A maioria seguiu o voto do ministro Douglas Alencar Rodrigues. Ele abriu a divergência por entender que, sem a participação do prestador de serviços, o processo poderia ser considerado nulo, uma vez que nem todos os participantes da relação foram ouvidos. E como a relação era com a prestadora de serviços, acrescentou, ela poderia oferecer documentos e provas importantes para o processo.

Haviam mais duas correntes teóricas. Uma delas, do relator, ministro Cláudio Mascarenhas Brandão, que defendia não existir regra no Direito do Trabalho que obrigue o empregado a entrar contra a prestadora de serviços, ou qualquer um que seja, no processo. Ou seja, ele pode entrar com a ação apenas contra o tomador. Mas quando houver decisão, tem ser uniforme para os dois (prestador e tomador). Nesse caso, quem não estiver no processo pode ingressar depois, se assim quiser.

Uma terceira via foi apresentada pelo ministro Augusto Cesar Carvalho. Para ele, cabe o autor da ação escolher contra quem quer litigar. Mas a parte que ficou fora do processo não poderia ingressar posteriormente, uma uma vez que a decisão não seria contra ela.

O caso julgado envolve um funcionário que trabalhava no call center da Liqui Corp, prestadora de serviços para o Itaú Unibanco. Ele entrou com ação contra o banco alegando que ele era seu real empregador e pedia reconhecimento de vínculo, o que tinha sido admitido no Tribunal Regional do Trabalho (TRT) de Pernambuco, sem a participação da prestadora no processo. A Liqui Corp então recorreu ao TST, que afetou o processo ao Pleno.

Segundo o advogado que assessora a Liqui Corp no processo, Bruno Mafra, sócio trabalhista do Rueda & Rueda Advogados, o resultado foi o melhor possível para as empresas e deve ter “um impacto gigantesco” para as ações em curso e para as futuras.
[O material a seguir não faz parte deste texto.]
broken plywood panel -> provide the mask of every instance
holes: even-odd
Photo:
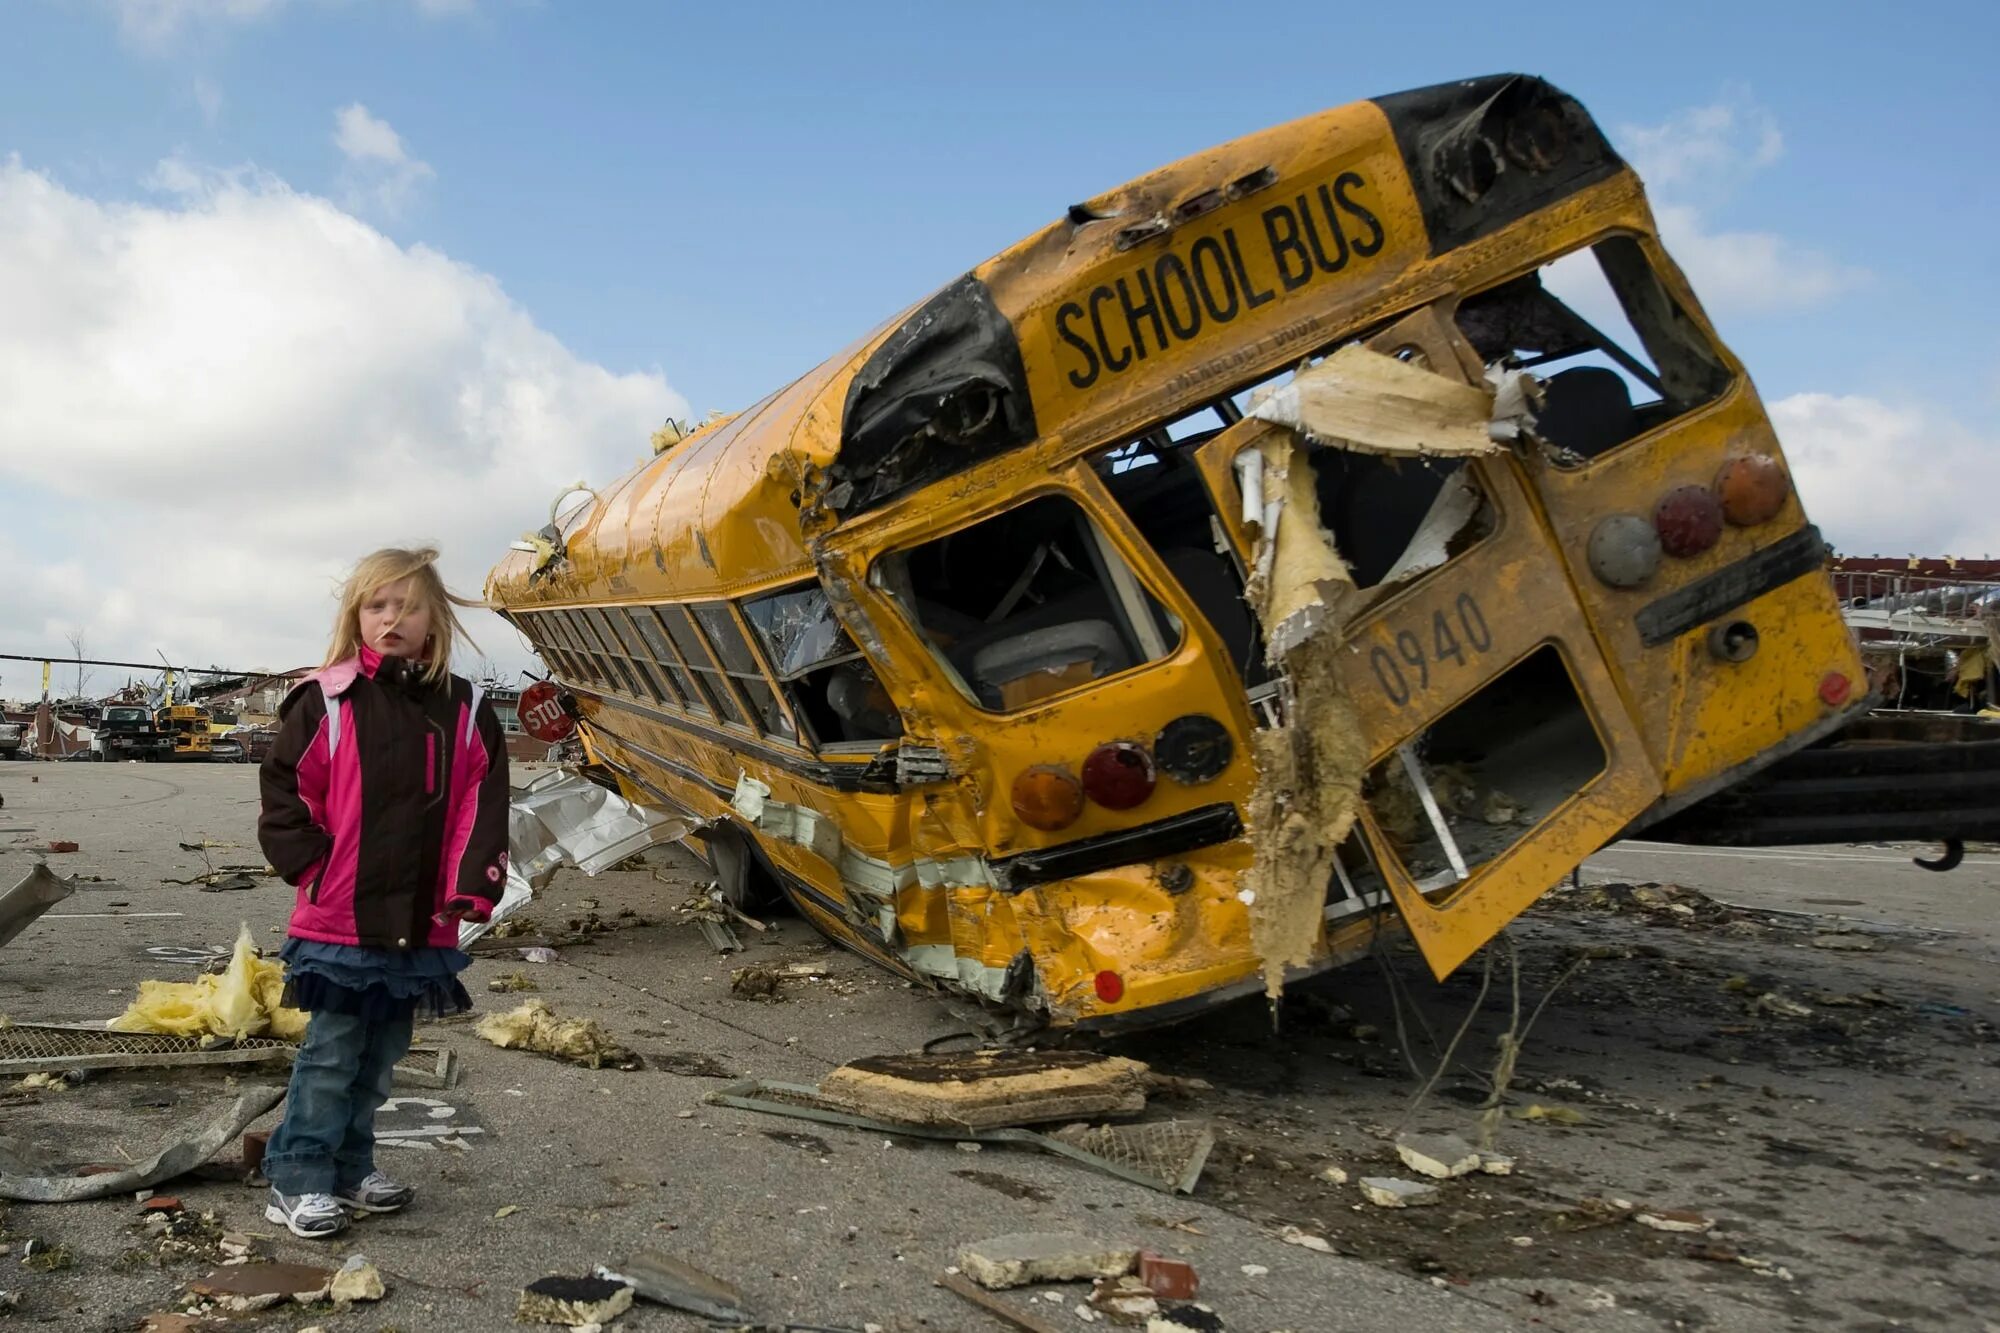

A solução, acrescenta, assegura os princípios constitucionais do contraditório e ampla defesa. azia sentido entrar com ação contra um potencial empregador e não chamar o real empregador para discutir”, diz.

Agora, afirma Mafra, a Justiça do Trabalho terá que analisar cada caso, porque conforme foi decidido pelo Pleno deve haver a anulação de todos os atos posteriores ao pedido de ingresso da prestadora de serviço nesses processos. “Existem processos que terão que ser anulados desde sua origem. E como o prazo é de dois anos para o empregado entrar com ação, pode ser que não dê tempo de entrar com outro pedido”, diz.

O TST, ao ampliar os efeitos da renúncia, explica o advogado, também deve barrar a estratégia de trabalhadores de não incluir o prestador de serviços para não aplicar o que foi decidido pelo Supremo.

Para o advogado que defendeu o trabalhador, João Fernando Amorim, do Amorim & Luna Advogados Associados, essa é uma mudança radical da jurisprudência, uma vez que o TST já tinha entendimento pacífico de que o trabalhador poderia escolher contra quem entrar com ação.

Por nota, o Itaú Unibanco informa entender que a decisão do TST “é de grande importância para a manutenção da segurança jurídica das relações formadas pela terceirização dos serviços e para garantir que o resultado da ação produza efeitos tanto para a empresa empregadora quanto para a contratante do serviço, como já decidido pelo STF”.